Pre-Planned Engagements
Consultant Coordination
Researcher Funded
12 - 18 Months

MATCHPremier Consultants are selected from the Computational Science and Support Network (CSSN) depending on the researcher's needs - they may be facilitators, research software engineers, or other types of appropriate support personnel.

The MATCHPremier Process

Researchers define the research need, required skill sets, deliverables and a set of milestones via the engagement request form.

Researcher submits a project and secures funding (MATCH helps if needed)
MATCHPremier matches consultant candidates with the project.
Researcher selects consultant and makes payment arrangements.
Consultant carries out project with PI. Research moves forward.

Funding for the MATCHPremier consultants will be arranged directly between the researcher's institution and the consultant. We anticipate that personnel participating in the MATCHPremier program will be deployed at institutions across the country, and partially funded for other work at their home institutions.

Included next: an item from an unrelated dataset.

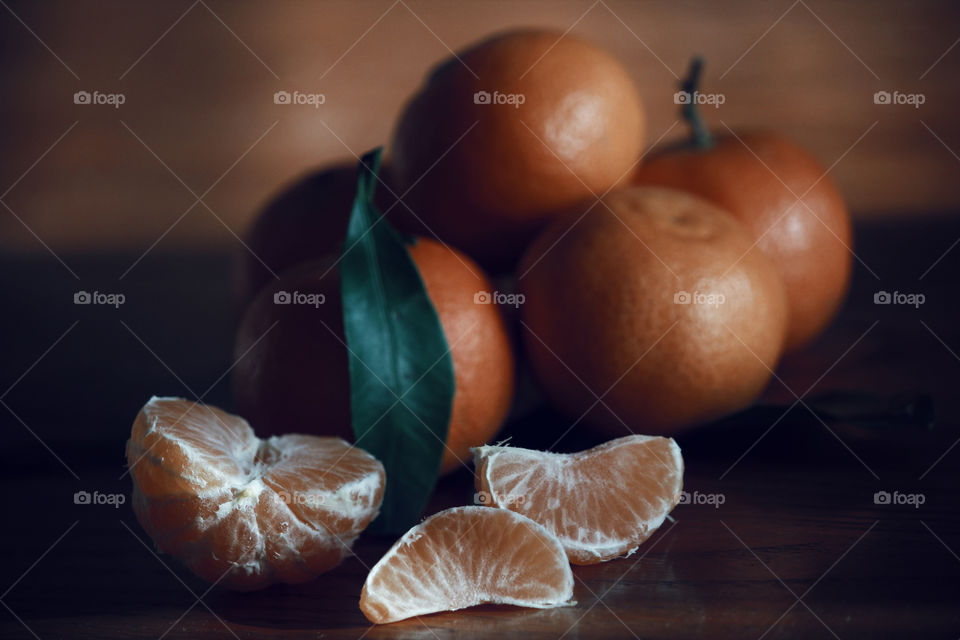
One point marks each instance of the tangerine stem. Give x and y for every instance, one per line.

Expert Consultants, Supported by MATCH

While they are funded by the researcher, the MATCH program works with MATCHPremier project teams to ensure that consultants have a strong support system. Consultants are invited to join monthly meetings with other MATCHPremier consultants and bi-annual reviews are conducted with the project team to review progress, set milestones, and address issues or concerns that arise.

MATCHPremier engagements provide researchers with consultants to support their research, enabling researchers to spend more time on their science, and less on finding the ideal partner. With the wide pool of talented minds available through the Computational Science and Support Network (CSSN), researchers can be matched with expert help depending on their unique needs.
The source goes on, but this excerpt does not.